Mit Iveta Grigule kann man auch zu tun bekommen ohne eigenen Willen. 2014 landeten Hunderte von Neujahrsglückwunschkarten in den Postkästen von zumeist älterer Menschen in Lettland. Absender: Iveta Grigule. In diesem Fall war vor allem verwunderlich, woher die Absenderin die Adressen hatte. "Alles auf Empfehlung von Parteifreunden in Jūrmala", behauptete die rührige Politikerin (siehe DELNA). Nun ja, ihr Wahlkampfslogan "der Mensch zuerst" hat sich finanziell, karrieremäßig und was das Aufsehen in der Öffentlichkeit angeht zumindest ja für EINEN Menschen gelohnt: für sie selbst.
Für die Liste der lettischen Grünen+Bauernpartei ist es der erste errungene Sitz im Europaparlament überhaupt. Seit der Neukonstitutionierung des EU-Parlaments verlagerten sich politische Ambitionen erstmal auf die Besetzung von Ausschuss-Vorsitzenden. UKIP-Chef Nigel Farage hatte ja Parlamentspräsident Martin Schulz auch schon unterstellt, der lettischen Abgeordneten Grigule den Fraktionsaustritt bei den Euro-Skeptikern nahegelegt zu haben, und mit diesem Schritt die Zusagen eines Ausschuss-Vorsitzes verbunden ("I had to do it to get elected" behauptet UKIP). Ein englischer Blogger schrieb sogar: "Eine Schlange im Gras. Gib einer Frau den Vorsitz von irgendwas, und sie wird nicht nein sagen können." (“No woman can resist being promoted to head of something” - ein Satz der wiederum Gegenstand von Diskussionen wurde).
Grigule ist nun inzwischen tatsächlich Vorsitzende des Ausschusses "Kasachstan, Kirgistan, Usbekistan, Tadschikistan, Turkmenistan und Mongolei" und trifft dort auf aus baltischer Sicht interessante Kollegen und Kolleginnen: einer der Stellvertreter ist mit Gabrielius Landsbergis ein konservativer Litauer, der auf den Spuren seines Großvaters Vytautas Landsbergis wandelt. Die andere Stellvertreterin ist Tatjana Ždanoka. Selbst Iveta Grigule schließt es aus, mit Ždanoka zusammenzuarbeiten, und redet gegenüber der lettischen Presse gern von "sieben lettischen EU-Abgeordneten". Vielleicht hat sich der Parlamentspräsident angesichts dieser Positionierung auch eher gedacht: "Sollen sie sich doch schlagen, diese Balten! - Wenn nötig in der Mongolei!"
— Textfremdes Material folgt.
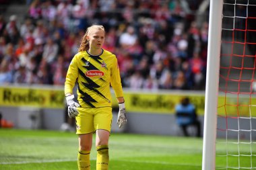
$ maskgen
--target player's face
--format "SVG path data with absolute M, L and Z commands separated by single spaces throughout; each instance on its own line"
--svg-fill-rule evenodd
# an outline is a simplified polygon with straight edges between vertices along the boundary
M 88 32 L 88 40 L 90 48 L 101 49 L 105 40 L 105 32 L 103 30 L 94 29 Z

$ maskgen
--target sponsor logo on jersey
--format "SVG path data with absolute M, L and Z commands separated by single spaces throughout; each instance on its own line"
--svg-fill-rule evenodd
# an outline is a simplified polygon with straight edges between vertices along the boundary
M 101 64 L 101 67 L 106 68 L 106 64 L 104 61 Z
M 86 76 L 87 77 L 102 77 L 104 76 L 104 72 L 97 70 L 88 71 L 86 72 Z
M 89 61 L 86 62 L 86 67 L 89 67 Z

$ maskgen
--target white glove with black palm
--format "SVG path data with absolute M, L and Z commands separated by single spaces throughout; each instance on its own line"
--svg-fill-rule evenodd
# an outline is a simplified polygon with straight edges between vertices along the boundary
M 80 107 L 79 104 L 73 101 L 75 98 L 73 95 L 69 95 L 66 97 L 67 104 L 67 113 L 69 118 L 75 118 L 78 115 L 77 108 Z
M 119 128 L 121 128 L 124 124 L 127 122 L 126 119 L 126 111 L 125 103 L 119 103 L 119 112 L 117 116 L 117 124 L 119 125 Z

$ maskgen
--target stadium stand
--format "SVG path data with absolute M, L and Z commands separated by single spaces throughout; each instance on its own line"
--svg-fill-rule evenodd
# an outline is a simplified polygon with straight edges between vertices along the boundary
M 1 1 L 0 84 L 63 85 L 86 27 L 98 24 L 124 87 L 204 89 L 208 23 L 193 14 L 203 1 Z

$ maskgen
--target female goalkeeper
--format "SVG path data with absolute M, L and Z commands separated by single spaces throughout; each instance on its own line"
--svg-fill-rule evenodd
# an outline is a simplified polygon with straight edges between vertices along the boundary
M 75 117 L 79 139 L 79 170 L 90 169 L 90 153 L 92 134 L 96 132 L 96 169 L 108 169 L 108 139 L 112 122 L 111 94 L 114 89 L 119 104 L 117 124 L 126 124 L 125 100 L 119 69 L 115 54 L 102 48 L 105 31 L 102 26 L 88 28 L 82 38 L 78 53 L 73 58 L 65 83 L 68 114 Z M 77 100 L 72 89 L 78 84 Z

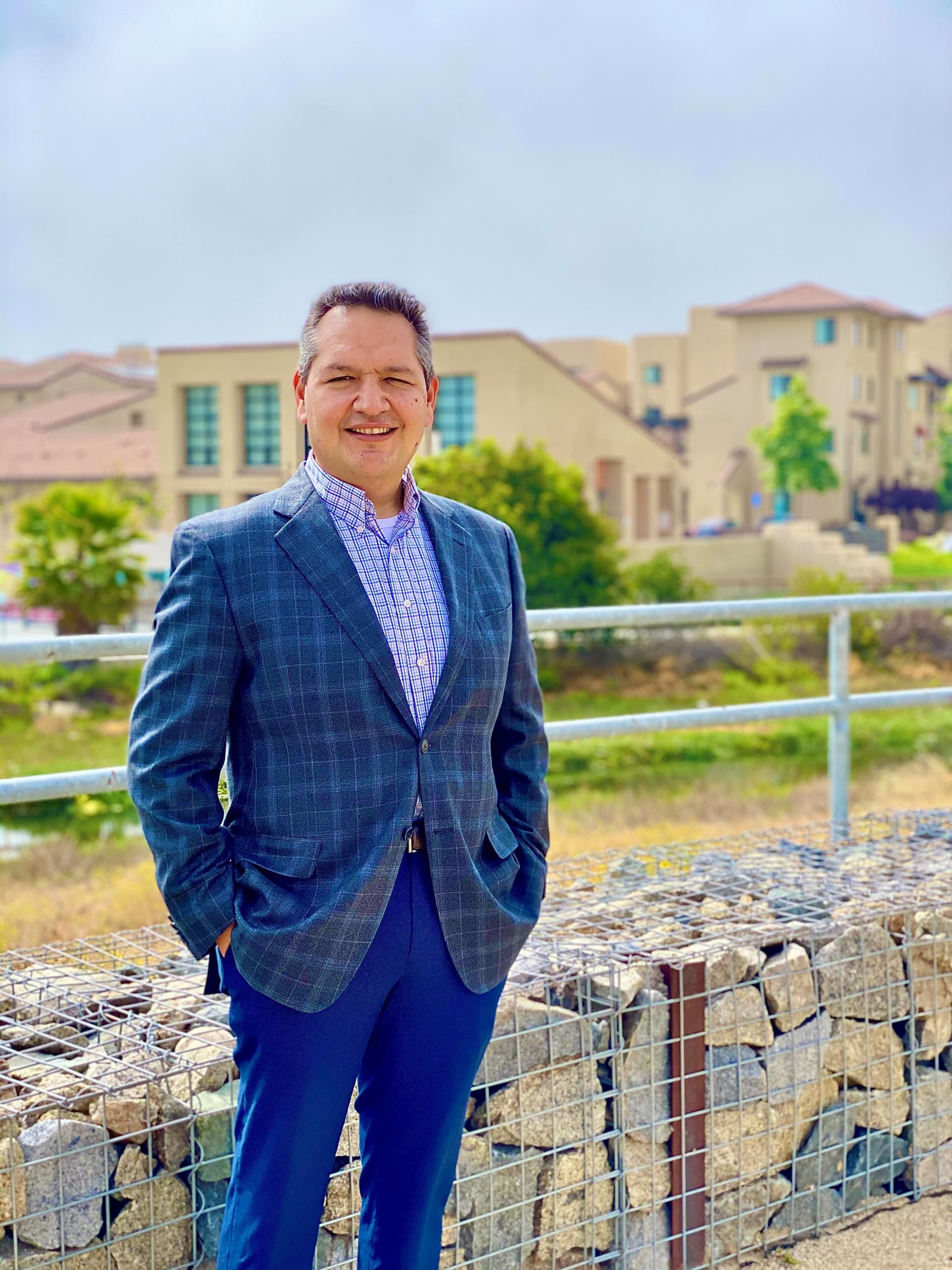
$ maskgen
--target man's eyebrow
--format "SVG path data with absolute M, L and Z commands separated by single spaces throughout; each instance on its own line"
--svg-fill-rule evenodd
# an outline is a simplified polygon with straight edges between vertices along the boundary
M 355 373 L 355 367 L 345 366 L 343 362 L 330 362 L 327 366 L 322 367 L 321 373 L 326 375 L 329 371 L 347 371 L 348 373 Z M 383 375 L 413 375 L 413 367 L 410 366 L 383 366 L 381 367 L 381 373 Z

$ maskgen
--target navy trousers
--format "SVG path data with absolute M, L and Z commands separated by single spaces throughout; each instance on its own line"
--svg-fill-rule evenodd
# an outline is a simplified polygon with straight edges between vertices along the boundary
M 310 1270 L 354 1081 L 358 1270 L 437 1270 L 472 1078 L 503 979 L 472 992 L 452 963 L 425 852 L 405 852 L 357 973 L 303 1013 L 221 958 L 241 1085 L 218 1270 Z

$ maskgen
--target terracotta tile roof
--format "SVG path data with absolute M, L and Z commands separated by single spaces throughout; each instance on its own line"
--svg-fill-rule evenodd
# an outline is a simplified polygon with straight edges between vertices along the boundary
M 14 410 L 0 413 L 0 436 L 10 432 L 42 431 L 62 428 L 91 419 L 109 410 L 119 410 L 136 401 L 147 401 L 155 396 L 155 389 L 102 389 L 94 392 L 67 392 L 61 398 L 41 398 Z
M 712 392 L 720 392 L 721 389 L 726 389 L 729 385 L 736 381 L 736 375 L 725 375 L 721 380 L 712 380 L 710 384 L 704 384 L 703 387 L 694 389 L 693 392 L 684 394 L 684 405 L 689 405 L 692 401 L 699 401 L 701 398 L 710 396 Z
M 150 480 L 159 469 L 159 438 L 152 428 L 119 432 L 77 425 L 63 433 L 3 429 L 0 480 Z
M 0 367 L 0 391 L 42 389 L 75 371 L 91 371 L 118 384 L 147 384 L 155 373 L 149 364 L 123 362 L 99 353 L 63 353 L 60 357 L 46 357 L 39 362 Z
M 916 314 L 904 309 L 896 309 L 883 300 L 858 300 L 848 296 L 843 291 L 833 291 L 830 287 L 821 287 L 816 282 L 798 282 L 793 287 L 781 287 L 779 291 L 768 291 L 763 296 L 753 296 L 736 305 L 726 305 L 717 312 L 722 318 L 755 318 L 767 314 L 796 314 L 796 312 L 829 312 L 842 309 L 864 309 L 868 312 L 878 314 L 881 318 L 905 318 L 910 321 L 920 321 Z

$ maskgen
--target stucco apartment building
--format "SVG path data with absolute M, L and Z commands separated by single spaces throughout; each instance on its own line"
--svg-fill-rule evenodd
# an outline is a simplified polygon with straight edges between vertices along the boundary
M 692 523 L 751 527 L 769 511 L 750 431 L 770 422 L 793 375 L 829 409 L 839 489 L 793 499 L 821 523 L 856 517 L 880 481 L 933 486 L 938 408 L 952 377 L 952 310 L 929 318 L 815 283 L 721 307 L 696 307 L 688 330 L 637 335 L 632 413 L 683 438 Z
M 55 481 L 155 486 L 155 363 L 140 345 L 0 363 L 0 560 L 17 507 Z
M 520 437 L 541 441 L 581 469 L 592 505 L 616 521 L 623 542 L 680 532 L 683 457 L 590 376 L 518 331 L 438 335 L 433 352 L 440 387 L 421 455 L 484 438 L 504 450 Z M 303 460 L 297 358 L 296 343 L 159 351 L 166 528 L 274 489 Z

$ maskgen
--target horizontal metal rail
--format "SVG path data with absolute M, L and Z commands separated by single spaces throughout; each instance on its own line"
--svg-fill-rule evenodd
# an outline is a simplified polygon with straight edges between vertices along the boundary
M 948 688 L 849 693 L 849 617 L 856 612 L 952 608 L 952 591 L 886 592 L 848 596 L 784 596 L 770 599 L 711 599 L 685 605 L 618 605 L 594 608 L 536 608 L 527 615 L 533 632 L 626 627 L 691 626 L 753 620 L 828 617 L 829 693 L 792 701 L 763 701 L 694 710 L 652 710 L 600 719 L 566 719 L 546 724 L 550 740 L 585 740 L 632 733 L 725 728 L 784 719 L 829 718 L 828 770 L 830 818 L 844 823 L 849 813 L 849 716 L 864 710 L 899 710 L 952 705 Z M 0 664 L 71 662 L 110 657 L 145 657 L 152 632 L 67 635 L 0 644 Z M 0 781 L 0 804 L 105 794 L 127 789 L 124 767 L 100 767 Z

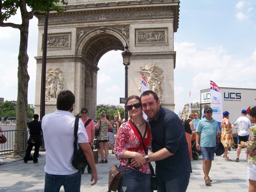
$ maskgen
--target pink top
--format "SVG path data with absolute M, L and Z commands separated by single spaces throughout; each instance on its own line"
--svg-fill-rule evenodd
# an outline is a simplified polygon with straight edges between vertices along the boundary
M 152 137 L 148 123 L 147 122 L 146 123 L 146 127 L 147 129 L 147 137 L 144 139 L 144 144 L 148 152 L 148 148 L 152 143 Z M 144 133 L 142 135 L 143 136 Z M 121 125 L 117 135 L 114 150 L 117 159 L 118 160 L 121 159 L 121 166 L 125 166 L 128 162 L 127 159 L 121 157 L 123 153 L 127 151 L 135 151 L 142 141 L 142 138 L 136 128 L 130 121 L 127 121 Z M 144 155 L 146 154 L 143 145 L 141 145 L 138 152 Z M 135 169 L 131 164 L 128 167 L 144 173 L 150 174 L 151 173 L 148 163 L 146 163 L 138 170 Z
M 84 123 L 84 126 L 85 123 L 88 120 L 90 119 L 88 117 L 87 117 L 87 119 L 85 120 L 84 120 L 82 119 L 82 118 L 80 118 L 82 121 L 83 121 L 83 123 Z M 94 140 L 94 138 L 92 138 L 91 132 L 95 131 L 95 126 L 94 126 L 94 123 L 93 120 L 92 120 L 90 123 L 89 123 L 88 125 L 86 126 L 85 128 L 85 130 L 86 131 L 86 133 L 87 133 L 87 135 L 88 136 L 88 142 L 90 143 L 93 140 Z

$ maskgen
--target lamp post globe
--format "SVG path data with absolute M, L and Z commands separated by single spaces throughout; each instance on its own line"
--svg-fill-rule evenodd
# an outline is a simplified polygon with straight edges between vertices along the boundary
M 123 64 L 125 66 L 125 97 L 128 97 L 128 66 L 130 65 L 131 63 L 131 58 L 133 54 L 128 49 L 129 47 L 126 43 L 126 46 L 124 47 L 124 50 L 122 52 L 122 56 L 123 57 Z M 124 106 L 124 121 L 126 122 L 128 120 L 128 111 L 126 109 L 126 104 Z

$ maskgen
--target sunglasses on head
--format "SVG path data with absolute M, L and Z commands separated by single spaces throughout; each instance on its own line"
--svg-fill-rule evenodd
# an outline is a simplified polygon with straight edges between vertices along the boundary
M 132 105 L 127 105 L 126 106 L 126 109 L 128 111 L 130 111 L 130 110 L 131 110 L 132 109 L 133 107 L 134 107 L 136 108 L 139 108 L 141 106 L 141 104 L 139 103 L 136 103 L 135 104 Z

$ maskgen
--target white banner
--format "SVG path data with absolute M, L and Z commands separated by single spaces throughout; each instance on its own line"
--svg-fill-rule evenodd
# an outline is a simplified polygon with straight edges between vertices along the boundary
M 147 83 L 147 80 L 146 77 L 143 73 L 141 73 L 141 94 L 146 91 L 148 90 L 148 84 Z M 144 111 L 142 111 L 143 113 L 143 118 L 146 120 L 148 120 L 148 116 L 147 116 Z
M 216 83 L 210 80 L 211 89 L 211 107 L 213 109 L 212 118 L 218 121 L 219 130 L 221 130 L 220 122 L 223 119 L 222 114 L 222 96 L 220 89 Z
"In den vergangenen Jahren bestand in Lettland die Tendenz, verdienten Politikern einen mehrjährigen gut bezahlten Urlaub in Brüssel zu gönnen", so Grigule über ihre bisherigen EU-Parlamentarierkolleg/innen aus dem Heimatland (in: Latvijas Avize 12.6.2014). Wie üblich, wer im Glashaus sitzt ... - momentan wirkt es ebenfalls wie eine Auszeit im richtigen Moment. Aber es ist wohl ähnlich wie 2011 nach ihrem Rausschmiss bei den lettischen Grünen, als viele sagen: von Iveta Grigule wird man noch hören! 

16. Oktober 2014

Frau Straujuma, übernehmen Sie!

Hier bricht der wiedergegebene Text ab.